Today the St. Louis Cardinals announced that Hall of Fame player Stan Musial died at the age of 92. Musial’s life was about much more than numbers as exemplified by his Presidential Medal of Freedom award in 2011. However, in the world of baseball a career is often judged by the statistics a player accumulates. Here are ten statistics than reveal just how great Stan “The Man” Musial was over his 22-year career.
#1 – Musial had a career batting average of .331, a career OBP of .417, and a career SLUG of .559. No Cardinal starter bested those numbers just in the 2012 season, not accounting for the 22 years it would take to sustain that production over Musial’s career.
#2 – Musial struck out 696 times over his entire career of 12,717 plate appearances for strikeout rate of 5.5 percent. Over that same time period, Musial walked 1,599 times and had a .417 OBP for his career. In 2012 Miguel Cabrera, the Triple Crown winner, struck out 14.1 percent of the time and had a .393 OBP.
#3 – In 1962 Musial hit .330 with a .416 OBP and .508 SLUG. He did this at the age of 41, and without performance enhancing drugs.
#4– Musial never struck out more than 50 times in a season.
#5 – Musial made $1,800 in his first year and $980,050 over his entire career. Musial highest salary was $75,000 in 1951. Adjusting for inflation, Musial’s 1951 salary would be $662,290 in 2013. The average salary for MLB players in 2012 was $3.2 million. In 2012 Alex Rodriguez made $179,000 per game.
#6 – Using advanced saber metrics, Musial had a 10.8 Wins Above Replacement (WAR) player rating. Mike Trout led the Major Leagues in 2012 with a 10.7 WAR. Over his entire 22-year career Musial had a 123.4 WAR with an average WAR of 5.61. The only Cardinal player to top that number in 2012 was Yadier Molina, who had a stellar season, with 6.5 WAR.

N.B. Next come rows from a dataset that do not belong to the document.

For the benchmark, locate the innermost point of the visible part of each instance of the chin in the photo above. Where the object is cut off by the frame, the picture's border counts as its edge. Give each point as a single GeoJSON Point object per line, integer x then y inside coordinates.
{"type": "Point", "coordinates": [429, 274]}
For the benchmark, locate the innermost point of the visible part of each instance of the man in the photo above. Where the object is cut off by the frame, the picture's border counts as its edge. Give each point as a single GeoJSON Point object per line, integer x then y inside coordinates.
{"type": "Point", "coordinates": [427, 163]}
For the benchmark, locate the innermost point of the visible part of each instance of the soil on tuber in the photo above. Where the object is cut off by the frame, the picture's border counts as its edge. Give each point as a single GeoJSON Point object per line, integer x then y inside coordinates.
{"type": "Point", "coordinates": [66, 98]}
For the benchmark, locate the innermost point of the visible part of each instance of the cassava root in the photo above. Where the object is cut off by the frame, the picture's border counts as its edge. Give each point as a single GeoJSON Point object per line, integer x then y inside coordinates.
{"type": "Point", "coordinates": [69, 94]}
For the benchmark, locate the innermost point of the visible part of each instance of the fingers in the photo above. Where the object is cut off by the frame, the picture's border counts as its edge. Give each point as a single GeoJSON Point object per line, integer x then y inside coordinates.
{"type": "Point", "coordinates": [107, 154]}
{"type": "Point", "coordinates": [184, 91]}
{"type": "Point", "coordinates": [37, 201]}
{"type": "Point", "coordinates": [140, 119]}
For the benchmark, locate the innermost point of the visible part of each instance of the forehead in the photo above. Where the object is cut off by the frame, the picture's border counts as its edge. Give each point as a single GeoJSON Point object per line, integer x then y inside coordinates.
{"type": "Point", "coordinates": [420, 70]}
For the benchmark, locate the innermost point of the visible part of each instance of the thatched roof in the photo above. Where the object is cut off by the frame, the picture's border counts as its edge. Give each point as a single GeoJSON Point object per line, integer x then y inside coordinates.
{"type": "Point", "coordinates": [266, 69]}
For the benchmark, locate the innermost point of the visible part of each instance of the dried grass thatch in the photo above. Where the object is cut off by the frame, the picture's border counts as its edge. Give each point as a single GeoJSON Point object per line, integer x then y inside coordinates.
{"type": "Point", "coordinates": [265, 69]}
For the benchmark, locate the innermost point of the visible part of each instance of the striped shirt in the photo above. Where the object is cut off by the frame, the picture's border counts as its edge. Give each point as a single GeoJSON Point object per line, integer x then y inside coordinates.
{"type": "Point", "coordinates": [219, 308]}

#7 – Musial was never ejected over his entire 3,026 game career.
#8 – Musial hit .300 or better for 16 consecutive years, which still stands a National League record today.
#9 – One of Musial’s best seasons was 1946 when he hit for a .365 average with a .434 OBP and .587 SLUG. Musial did all this after spending one year away from baseball to serve in the United States Navy during WWII.
#10 – As a 19-year old minor league pitcher Musial was 18-5 with a 2.62 ERA in 1940. Musial later hurt his arm and converted to an outfielder and first baseman.